Die Dialoge nahmen mitunter solche Fahrt auf, dass sie nicht mehr zu den Lippen­bewegungen auf dem Bildschirm passten. Auch das thematisierte man einfach direkt. So ließ Brandt „seinen“ Tony Curtis (er synchronisiert selbst) sagen: „Du musst jetzt schneller werden, Lordchen, sonst bist du nicht synchron.“ Und er nahm auch mög­liche Kritik des deutschen Senders vorweg, wenn er seine Helden sagen ließ: „Junge, lass doch mal die Sprüche, die setzen ja die nächste Folge ab.“

Wortgefechte, wenn die Kamera nicht hinsieht

Der des Deutschen mächtige Tony Curtis, so ­erzählt eine Anekdote, hörte vom Übersetzungs­erfolg, ließ sich die überarbeitete Fassung schicken, bekam sich vor Lachen nicht mehr ein und wollte Brandt umgehend ins Drehbuchteam für weitere Folgen aufnehmen. Daraus wurde dann nichts, denn die Serie floppte auf dem englischsprachigen Markt und wurde abgesetzt. Doch immerhin ließ man sich in Frankreich die deutschen Synchrondrehbücher schicken, um diese für die französische Fassung von „Die Zwei“ zu über­setzen – inklusive Brandts Witzen.

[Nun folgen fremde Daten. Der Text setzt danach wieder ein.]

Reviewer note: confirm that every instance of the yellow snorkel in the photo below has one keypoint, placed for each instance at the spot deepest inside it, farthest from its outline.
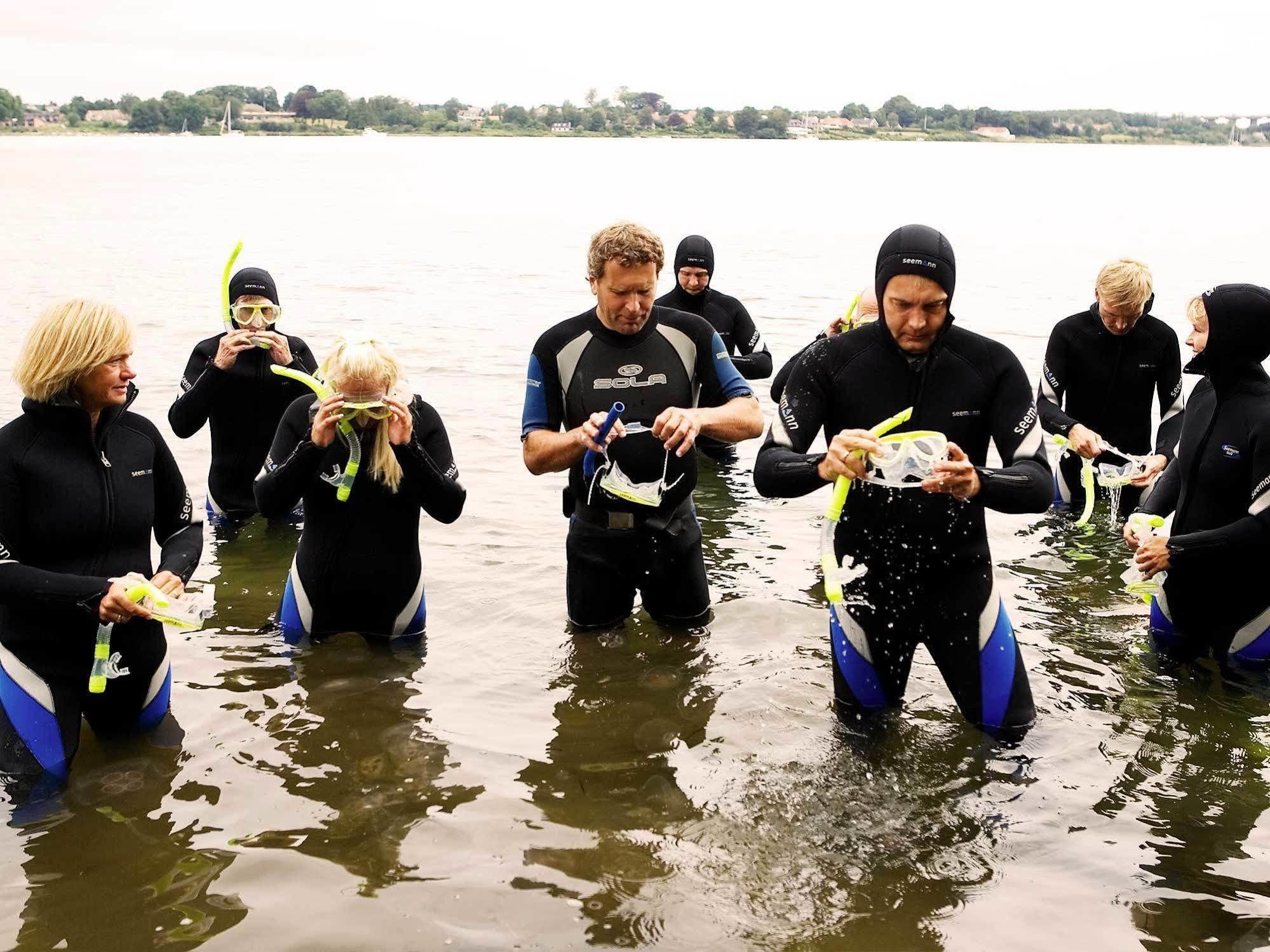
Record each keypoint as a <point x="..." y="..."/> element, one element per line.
<point x="346" y="431"/>
<point x="830" y="567"/>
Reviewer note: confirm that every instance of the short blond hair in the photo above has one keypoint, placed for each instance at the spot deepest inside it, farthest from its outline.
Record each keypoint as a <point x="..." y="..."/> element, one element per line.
<point x="1196" y="310"/>
<point x="67" y="340"/>
<point x="628" y="243"/>
<point x="370" y="362"/>
<point x="1126" y="283"/>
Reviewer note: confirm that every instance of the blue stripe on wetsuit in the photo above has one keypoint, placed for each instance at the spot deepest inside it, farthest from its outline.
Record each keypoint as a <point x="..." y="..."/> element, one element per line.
<point x="535" y="417"/>
<point x="36" y="725"/>
<point x="731" y="382"/>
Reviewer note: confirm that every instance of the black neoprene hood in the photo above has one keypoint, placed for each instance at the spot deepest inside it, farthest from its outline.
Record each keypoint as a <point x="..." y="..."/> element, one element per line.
<point x="253" y="281"/>
<point x="695" y="251"/>
<point x="916" y="249"/>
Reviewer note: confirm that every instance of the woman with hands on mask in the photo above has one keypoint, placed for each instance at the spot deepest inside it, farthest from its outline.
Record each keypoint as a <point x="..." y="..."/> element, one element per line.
<point x="358" y="565"/>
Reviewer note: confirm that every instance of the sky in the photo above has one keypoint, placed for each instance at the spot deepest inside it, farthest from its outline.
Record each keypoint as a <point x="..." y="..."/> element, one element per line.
<point x="1128" y="55"/>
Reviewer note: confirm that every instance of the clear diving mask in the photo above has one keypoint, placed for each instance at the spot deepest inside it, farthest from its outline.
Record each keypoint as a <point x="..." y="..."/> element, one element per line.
<point x="618" y="484"/>
<point x="907" y="459"/>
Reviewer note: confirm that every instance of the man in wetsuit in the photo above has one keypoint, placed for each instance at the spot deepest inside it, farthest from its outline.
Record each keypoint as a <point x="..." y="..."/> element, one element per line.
<point x="694" y="269"/>
<point x="1100" y="370"/>
<point x="229" y="384"/>
<point x="865" y="312"/>
<point x="926" y="547"/>
<point x="656" y="362"/>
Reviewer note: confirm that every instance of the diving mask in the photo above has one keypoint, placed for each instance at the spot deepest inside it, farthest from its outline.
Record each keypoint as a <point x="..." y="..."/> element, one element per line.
<point x="257" y="316"/>
<point x="907" y="459"/>
<point x="618" y="484"/>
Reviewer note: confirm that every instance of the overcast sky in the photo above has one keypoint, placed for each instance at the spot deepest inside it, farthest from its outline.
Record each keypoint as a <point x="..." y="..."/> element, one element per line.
<point x="1205" y="56"/>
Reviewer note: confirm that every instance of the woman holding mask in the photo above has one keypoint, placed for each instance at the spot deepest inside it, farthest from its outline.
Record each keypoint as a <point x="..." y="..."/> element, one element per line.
<point x="84" y="485"/>
<point x="358" y="567"/>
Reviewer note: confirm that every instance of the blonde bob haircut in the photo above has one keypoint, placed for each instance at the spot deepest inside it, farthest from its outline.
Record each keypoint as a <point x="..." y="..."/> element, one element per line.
<point x="1126" y="285"/>
<point x="370" y="365"/>
<point x="67" y="340"/>
<point x="628" y="243"/>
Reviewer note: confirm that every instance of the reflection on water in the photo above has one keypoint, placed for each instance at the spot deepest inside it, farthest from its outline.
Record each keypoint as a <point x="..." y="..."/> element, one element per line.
<point x="651" y="789"/>
<point x="635" y="695"/>
<point x="105" y="870"/>
<point x="352" y="739"/>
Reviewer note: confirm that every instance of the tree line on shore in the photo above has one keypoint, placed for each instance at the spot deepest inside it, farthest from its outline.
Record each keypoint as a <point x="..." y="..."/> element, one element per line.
<point x="626" y="113"/>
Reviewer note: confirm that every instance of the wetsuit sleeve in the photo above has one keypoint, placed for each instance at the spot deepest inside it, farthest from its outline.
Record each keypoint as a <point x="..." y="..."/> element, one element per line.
<point x="753" y="361"/>
<point x="1169" y="389"/>
<point x="1053" y="382"/>
<point x="178" y="533"/>
<point x="291" y="464"/>
<point x="717" y="372"/>
<point x="784" y="467"/>
<point x="784" y="373"/>
<point x="1024" y="484"/>
<point x="1248" y="537"/>
<point x="1163" y="498"/>
<point x="22" y="583"/>
<point x="198" y="385"/>
<point x="428" y="464"/>
<point x="544" y="398"/>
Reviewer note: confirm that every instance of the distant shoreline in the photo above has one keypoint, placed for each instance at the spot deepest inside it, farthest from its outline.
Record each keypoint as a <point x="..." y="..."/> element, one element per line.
<point x="879" y="136"/>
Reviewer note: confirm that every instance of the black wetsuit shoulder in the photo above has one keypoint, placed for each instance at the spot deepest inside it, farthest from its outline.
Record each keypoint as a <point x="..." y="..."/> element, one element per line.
<point x="78" y="508"/>
<point x="243" y="406"/>
<point x="1107" y="382"/>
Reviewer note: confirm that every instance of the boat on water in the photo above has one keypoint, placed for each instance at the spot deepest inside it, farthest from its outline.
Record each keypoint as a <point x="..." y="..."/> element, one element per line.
<point x="227" y="122"/>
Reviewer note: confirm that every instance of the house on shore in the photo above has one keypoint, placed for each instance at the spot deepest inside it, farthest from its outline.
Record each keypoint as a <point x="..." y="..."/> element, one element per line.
<point x="995" y="132"/>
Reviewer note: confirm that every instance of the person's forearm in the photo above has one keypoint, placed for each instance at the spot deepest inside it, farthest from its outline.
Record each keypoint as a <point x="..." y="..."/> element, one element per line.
<point x="545" y="451"/>
<point x="741" y="418"/>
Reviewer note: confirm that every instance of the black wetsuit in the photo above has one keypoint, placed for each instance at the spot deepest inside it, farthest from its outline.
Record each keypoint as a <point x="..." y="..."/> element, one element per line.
<point x="929" y="567"/>
<point x="1105" y="382"/>
<point x="1216" y="594"/>
<point x="358" y="567"/>
<point x="76" y="509"/>
<point x="244" y="405"/>
<point x="737" y="330"/>
<point x="581" y="367"/>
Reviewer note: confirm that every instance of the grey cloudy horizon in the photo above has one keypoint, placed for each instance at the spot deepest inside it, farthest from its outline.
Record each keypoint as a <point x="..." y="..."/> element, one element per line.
<point x="1132" y="56"/>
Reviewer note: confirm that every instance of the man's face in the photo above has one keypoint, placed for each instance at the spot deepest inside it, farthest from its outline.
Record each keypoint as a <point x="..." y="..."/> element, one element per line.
<point x="1117" y="318"/>
<point x="694" y="279"/>
<point x="624" y="296"/>
<point x="916" y="310"/>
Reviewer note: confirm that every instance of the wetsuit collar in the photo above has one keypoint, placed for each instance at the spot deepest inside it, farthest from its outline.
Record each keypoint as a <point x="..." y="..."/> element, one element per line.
<point x="624" y="340"/>
<point x="681" y="300"/>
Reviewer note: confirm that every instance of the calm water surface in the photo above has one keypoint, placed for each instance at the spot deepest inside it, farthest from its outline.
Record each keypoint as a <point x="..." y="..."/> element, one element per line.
<point x="511" y="785"/>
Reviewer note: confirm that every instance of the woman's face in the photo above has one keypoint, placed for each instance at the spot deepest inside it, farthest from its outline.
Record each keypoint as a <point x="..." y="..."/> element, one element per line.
<point x="105" y="385"/>
<point x="1198" y="339"/>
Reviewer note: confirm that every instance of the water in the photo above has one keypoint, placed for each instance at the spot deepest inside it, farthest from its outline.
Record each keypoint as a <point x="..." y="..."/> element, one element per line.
<point x="508" y="785"/>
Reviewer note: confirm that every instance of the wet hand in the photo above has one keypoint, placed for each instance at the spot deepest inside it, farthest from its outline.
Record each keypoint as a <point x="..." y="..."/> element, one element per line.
<point x="280" y="348"/>
<point x="845" y="455"/>
<point x="1085" y="442"/>
<point x="1155" y="466"/>
<point x="400" y="423"/>
<point x="1152" y="555"/>
<point x="588" y="432"/>
<point x="169" y="584"/>
<point x="230" y="347"/>
<point x="323" y="433"/>
<point x="677" y="429"/>
<point x="116" y="606"/>
<point x="956" y="476"/>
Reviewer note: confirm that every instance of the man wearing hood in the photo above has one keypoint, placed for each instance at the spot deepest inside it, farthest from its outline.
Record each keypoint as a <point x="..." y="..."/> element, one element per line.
<point x="925" y="547"/>
<point x="1215" y="597"/>
<point x="1102" y="368"/>
<point x="694" y="271"/>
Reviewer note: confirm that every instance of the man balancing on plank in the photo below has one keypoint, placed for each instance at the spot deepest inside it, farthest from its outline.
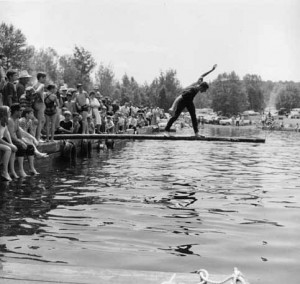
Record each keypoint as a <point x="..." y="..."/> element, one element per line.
<point x="185" y="100"/>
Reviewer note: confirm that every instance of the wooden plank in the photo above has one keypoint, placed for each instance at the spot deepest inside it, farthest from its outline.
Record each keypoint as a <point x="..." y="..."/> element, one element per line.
<point x="19" y="273"/>
<point x="157" y="137"/>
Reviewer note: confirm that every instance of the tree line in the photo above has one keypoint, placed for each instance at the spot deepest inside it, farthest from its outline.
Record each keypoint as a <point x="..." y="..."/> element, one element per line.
<point x="228" y="94"/>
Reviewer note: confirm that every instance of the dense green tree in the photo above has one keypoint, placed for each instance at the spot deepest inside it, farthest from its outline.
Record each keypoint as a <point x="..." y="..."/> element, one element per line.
<point x="228" y="96"/>
<point x="105" y="80"/>
<point x="288" y="97"/>
<point x="13" y="45"/>
<point x="84" y="63"/>
<point x="46" y="60"/>
<point x="69" y="73"/>
<point x="253" y="89"/>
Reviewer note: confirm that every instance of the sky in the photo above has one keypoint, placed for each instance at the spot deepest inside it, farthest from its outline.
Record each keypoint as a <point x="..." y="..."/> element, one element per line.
<point x="142" y="38"/>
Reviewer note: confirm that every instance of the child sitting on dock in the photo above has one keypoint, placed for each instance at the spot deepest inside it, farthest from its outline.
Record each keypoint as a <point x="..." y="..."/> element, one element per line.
<point x="82" y="104"/>
<point x="27" y="128"/>
<point x="16" y="137"/>
<point x="109" y="125"/>
<point x="51" y="103"/>
<point x="90" y="125"/>
<point x="7" y="148"/>
<point x="77" y="123"/>
<point x="66" y="125"/>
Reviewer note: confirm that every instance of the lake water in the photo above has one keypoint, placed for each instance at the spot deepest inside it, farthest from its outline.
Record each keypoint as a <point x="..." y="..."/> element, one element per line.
<point x="173" y="206"/>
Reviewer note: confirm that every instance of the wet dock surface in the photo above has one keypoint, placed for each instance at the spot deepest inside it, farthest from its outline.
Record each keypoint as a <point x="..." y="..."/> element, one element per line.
<point x="162" y="206"/>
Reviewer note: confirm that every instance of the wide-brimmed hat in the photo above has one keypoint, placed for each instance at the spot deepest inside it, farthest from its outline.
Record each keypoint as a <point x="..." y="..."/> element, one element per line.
<point x="30" y="89"/>
<point x="24" y="74"/>
<point x="67" y="113"/>
<point x="63" y="88"/>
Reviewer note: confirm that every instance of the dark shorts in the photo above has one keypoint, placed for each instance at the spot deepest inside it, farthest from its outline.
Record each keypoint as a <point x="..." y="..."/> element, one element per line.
<point x="21" y="152"/>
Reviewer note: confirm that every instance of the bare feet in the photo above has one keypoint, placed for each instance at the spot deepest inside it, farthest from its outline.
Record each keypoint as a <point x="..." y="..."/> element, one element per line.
<point x="14" y="175"/>
<point x="198" y="135"/>
<point x="34" y="172"/>
<point x="6" y="176"/>
<point x="23" y="174"/>
<point x="41" y="155"/>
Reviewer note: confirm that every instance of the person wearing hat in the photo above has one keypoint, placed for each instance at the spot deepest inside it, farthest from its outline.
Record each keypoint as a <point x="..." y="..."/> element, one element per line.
<point x="70" y="103"/>
<point x="90" y="124"/>
<point x="109" y="124"/>
<point x="63" y="94"/>
<point x="66" y="125"/>
<point x="24" y="78"/>
<point x="39" y="105"/>
<point x="27" y="99"/>
<point x="9" y="91"/>
<point x="95" y="105"/>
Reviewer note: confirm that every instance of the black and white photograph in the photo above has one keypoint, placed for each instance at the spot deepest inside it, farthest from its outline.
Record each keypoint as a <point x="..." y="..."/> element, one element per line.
<point x="149" y="141"/>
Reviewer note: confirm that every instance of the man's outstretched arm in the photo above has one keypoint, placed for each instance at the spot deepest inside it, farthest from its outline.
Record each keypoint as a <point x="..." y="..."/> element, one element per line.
<point x="205" y="74"/>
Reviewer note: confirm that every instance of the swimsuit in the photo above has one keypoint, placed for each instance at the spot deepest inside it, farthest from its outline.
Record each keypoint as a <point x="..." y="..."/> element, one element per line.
<point x="50" y="106"/>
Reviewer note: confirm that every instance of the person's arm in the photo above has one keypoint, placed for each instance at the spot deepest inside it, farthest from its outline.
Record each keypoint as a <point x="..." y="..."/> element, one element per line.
<point x="10" y="94"/>
<point x="208" y="72"/>
<point x="15" y="135"/>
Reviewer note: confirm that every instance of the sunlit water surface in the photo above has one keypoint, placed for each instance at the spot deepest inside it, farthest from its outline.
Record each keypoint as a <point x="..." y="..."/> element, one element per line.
<point x="164" y="205"/>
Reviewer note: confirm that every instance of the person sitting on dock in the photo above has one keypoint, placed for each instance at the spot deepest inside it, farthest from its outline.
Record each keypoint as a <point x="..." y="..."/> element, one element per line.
<point x="28" y="124"/>
<point x="16" y="137"/>
<point x="77" y="123"/>
<point x="7" y="148"/>
<point x="51" y="103"/>
<point x="90" y="125"/>
<point x="66" y="125"/>
<point x="185" y="100"/>
<point x="82" y="104"/>
<point x="109" y="125"/>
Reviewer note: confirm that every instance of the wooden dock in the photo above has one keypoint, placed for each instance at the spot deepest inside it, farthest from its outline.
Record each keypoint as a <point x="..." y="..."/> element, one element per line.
<point x="19" y="273"/>
<point x="157" y="137"/>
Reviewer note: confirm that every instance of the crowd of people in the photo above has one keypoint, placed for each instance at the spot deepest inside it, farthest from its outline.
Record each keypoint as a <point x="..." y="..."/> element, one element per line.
<point x="32" y="112"/>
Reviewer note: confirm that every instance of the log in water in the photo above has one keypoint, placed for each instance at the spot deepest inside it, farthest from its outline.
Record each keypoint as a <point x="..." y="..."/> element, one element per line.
<point x="156" y="137"/>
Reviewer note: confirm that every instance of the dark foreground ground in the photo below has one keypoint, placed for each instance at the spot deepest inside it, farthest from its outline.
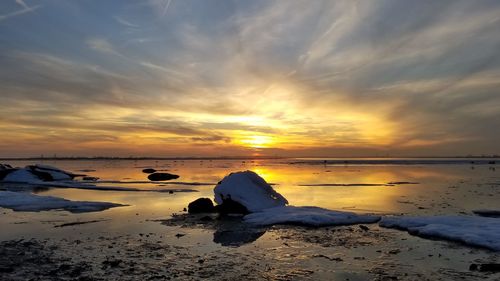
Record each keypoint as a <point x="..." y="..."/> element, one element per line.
<point x="286" y="253"/>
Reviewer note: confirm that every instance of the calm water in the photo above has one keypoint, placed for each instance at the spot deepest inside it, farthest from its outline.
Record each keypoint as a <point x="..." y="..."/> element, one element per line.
<point x="289" y="253"/>
<point x="440" y="189"/>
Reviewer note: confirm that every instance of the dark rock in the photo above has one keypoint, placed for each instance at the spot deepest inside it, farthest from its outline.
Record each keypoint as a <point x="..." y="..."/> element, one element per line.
<point x="111" y="263"/>
<point x="162" y="176"/>
<point x="490" y="267"/>
<point x="6" y="269"/>
<point x="201" y="205"/>
<point x="206" y="218"/>
<point x="230" y="206"/>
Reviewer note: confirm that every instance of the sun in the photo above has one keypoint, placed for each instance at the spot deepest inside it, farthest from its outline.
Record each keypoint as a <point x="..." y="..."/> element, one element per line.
<point x="257" y="141"/>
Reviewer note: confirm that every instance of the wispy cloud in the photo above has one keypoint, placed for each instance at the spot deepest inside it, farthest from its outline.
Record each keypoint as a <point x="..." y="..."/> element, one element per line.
<point x="125" y="22"/>
<point x="102" y="45"/>
<point x="25" y="9"/>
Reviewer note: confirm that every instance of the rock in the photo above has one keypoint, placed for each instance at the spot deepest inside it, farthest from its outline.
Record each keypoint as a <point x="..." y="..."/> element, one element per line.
<point x="230" y="206"/>
<point x="201" y="205"/>
<point x="162" y="176"/>
<point x="206" y="218"/>
<point x="246" y="189"/>
<point x="111" y="263"/>
<point x="490" y="267"/>
<point x="5" y="167"/>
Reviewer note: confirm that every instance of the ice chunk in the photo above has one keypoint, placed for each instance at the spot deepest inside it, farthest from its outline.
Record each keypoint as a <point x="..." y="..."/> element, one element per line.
<point x="475" y="231"/>
<point x="23" y="201"/>
<point x="55" y="173"/>
<point x="248" y="189"/>
<point x="21" y="175"/>
<point x="487" y="213"/>
<point x="311" y="216"/>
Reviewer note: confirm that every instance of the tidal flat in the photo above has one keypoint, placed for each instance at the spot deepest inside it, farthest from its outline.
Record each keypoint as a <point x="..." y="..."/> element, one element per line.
<point x="150" y="236"/>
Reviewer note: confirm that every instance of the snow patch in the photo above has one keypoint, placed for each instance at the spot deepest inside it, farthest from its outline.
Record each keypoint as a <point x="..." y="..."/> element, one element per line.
<point x="311" y="216"/>
<point x="474" y="231"/>
<point x="250" y="190"/>
<point x="27" y="202"/>
<point x="21" y="175"/>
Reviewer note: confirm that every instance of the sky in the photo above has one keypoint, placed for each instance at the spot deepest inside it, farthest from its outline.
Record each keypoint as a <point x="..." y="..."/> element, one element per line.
<point x="249" y="78"/>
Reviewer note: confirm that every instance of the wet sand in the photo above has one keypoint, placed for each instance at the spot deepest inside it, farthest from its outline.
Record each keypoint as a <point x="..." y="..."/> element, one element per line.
<point x="144" y="241"/>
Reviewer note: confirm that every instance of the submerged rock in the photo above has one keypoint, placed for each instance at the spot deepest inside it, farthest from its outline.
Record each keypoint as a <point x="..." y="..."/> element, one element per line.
<point x="229" y="206"/>
<point x="246" y="189"/>
<point x="149" y="171"/>
<point x="162" y="177"/>
<point x="6" y="169"/>
<point x="201" y="205"/>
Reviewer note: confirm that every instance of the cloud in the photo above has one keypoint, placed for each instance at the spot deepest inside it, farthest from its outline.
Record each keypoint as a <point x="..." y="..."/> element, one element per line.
<point x="337" y="76"/>
<point x="102" y="45"/>
<point x="25" y="9"/>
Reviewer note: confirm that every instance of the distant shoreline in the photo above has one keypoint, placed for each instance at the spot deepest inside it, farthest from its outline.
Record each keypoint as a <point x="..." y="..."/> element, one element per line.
<point x="326" y="158"/>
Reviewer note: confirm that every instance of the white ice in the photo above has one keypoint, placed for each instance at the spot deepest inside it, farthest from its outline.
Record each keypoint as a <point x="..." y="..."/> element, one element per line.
<point x="471" y="230"/>
<point x="250" y="190"/>
<point x="23" y="201"/>
<point x="21" y="175"/>
<point x="487" y="213"/>
<point x="311" y="216"/>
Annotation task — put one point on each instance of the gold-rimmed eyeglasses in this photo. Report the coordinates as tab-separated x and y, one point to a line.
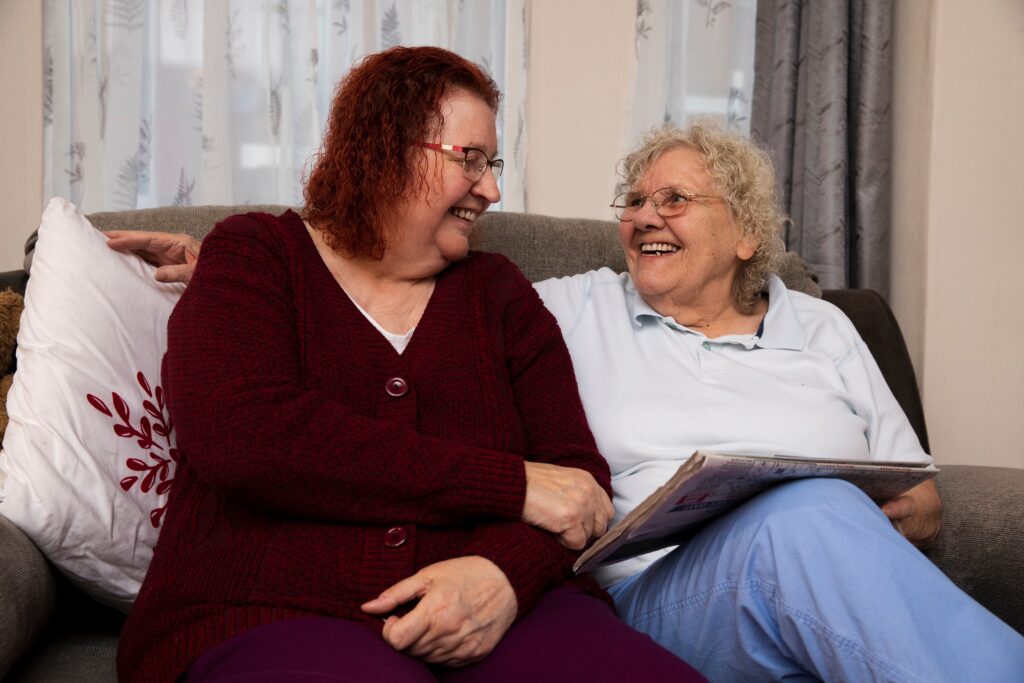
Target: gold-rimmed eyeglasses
667	202
474	161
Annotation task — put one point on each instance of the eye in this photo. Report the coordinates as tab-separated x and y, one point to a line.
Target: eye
476	160
674	198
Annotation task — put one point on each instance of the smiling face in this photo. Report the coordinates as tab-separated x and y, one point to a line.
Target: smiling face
686	261
432	228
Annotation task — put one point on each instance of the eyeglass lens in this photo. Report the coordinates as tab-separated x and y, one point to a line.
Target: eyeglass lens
668	202
476	163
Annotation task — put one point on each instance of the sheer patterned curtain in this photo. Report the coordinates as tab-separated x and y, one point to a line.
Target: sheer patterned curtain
158	102
693	57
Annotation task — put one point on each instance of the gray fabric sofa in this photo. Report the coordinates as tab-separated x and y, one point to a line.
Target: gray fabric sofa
51	632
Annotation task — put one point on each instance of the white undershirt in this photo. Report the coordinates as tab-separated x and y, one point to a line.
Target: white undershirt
399	342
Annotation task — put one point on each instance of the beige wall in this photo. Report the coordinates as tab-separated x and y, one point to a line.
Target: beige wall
957	179
579	113
974	311
20	126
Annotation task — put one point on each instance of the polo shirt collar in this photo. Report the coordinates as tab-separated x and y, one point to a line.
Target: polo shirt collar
781	327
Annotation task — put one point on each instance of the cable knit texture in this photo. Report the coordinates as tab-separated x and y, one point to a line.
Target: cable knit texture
298	465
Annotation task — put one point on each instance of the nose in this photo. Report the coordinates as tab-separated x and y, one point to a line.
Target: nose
486	187
646	218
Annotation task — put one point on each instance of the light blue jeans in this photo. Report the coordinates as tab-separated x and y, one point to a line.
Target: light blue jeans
810	582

Beim Blick auf Jackie Chans Wortgefechte mit Gaunern und Kollegen in „Police Story“ fällt auf, wie viel Überlegung in die freie Bearbeitung der übersetzten Dialoge ging. Die schnellsten, wildesten Sprüche finden sich, wenn die Redner mit dem Rücken zur Kamera stehen, die Gesichter vom Zuschauer abgewandt sind oder man in Großaufnahmen die Mundbewegungen nur vage erkennen kann. Nur so lässt sich ein Schlagabtausch wie dieser in den Actionfilm schummeln: „Meinen Sie, das reicht, um ihn zu verurteilen?“ – „Nun, das reicht schon mal für eine gestreifte Jacke, und wenn er die erst mal anhat, ist die Hose nicht weit.“

Und natürlich lohnt sich der Film des vergangene Woche siebzig Jahre alt gewordenen Hongkong-Kinostars auch wegen der ausgefeilten Action­szenen. Spätestens wenn Chan im großen Finale die Mafialeute durch ein Kaufhaus jagt, mit akrobatischer Eleganz Kleiderständer, Schaufensterpuppen und Ganzkörperspiegel zur Verteidigung nutzt und am Ende an einer Eisenstange aus der dritten Etage zu Boden gleitet, wobei auf­gespannte Beleuchtungsketten wie ein Feuerwerk in Funken um ihn herum zerstieben, ahnt man, welchen Einfluss dieser Mann auf das Actionkino in Amerika und Europa hatte.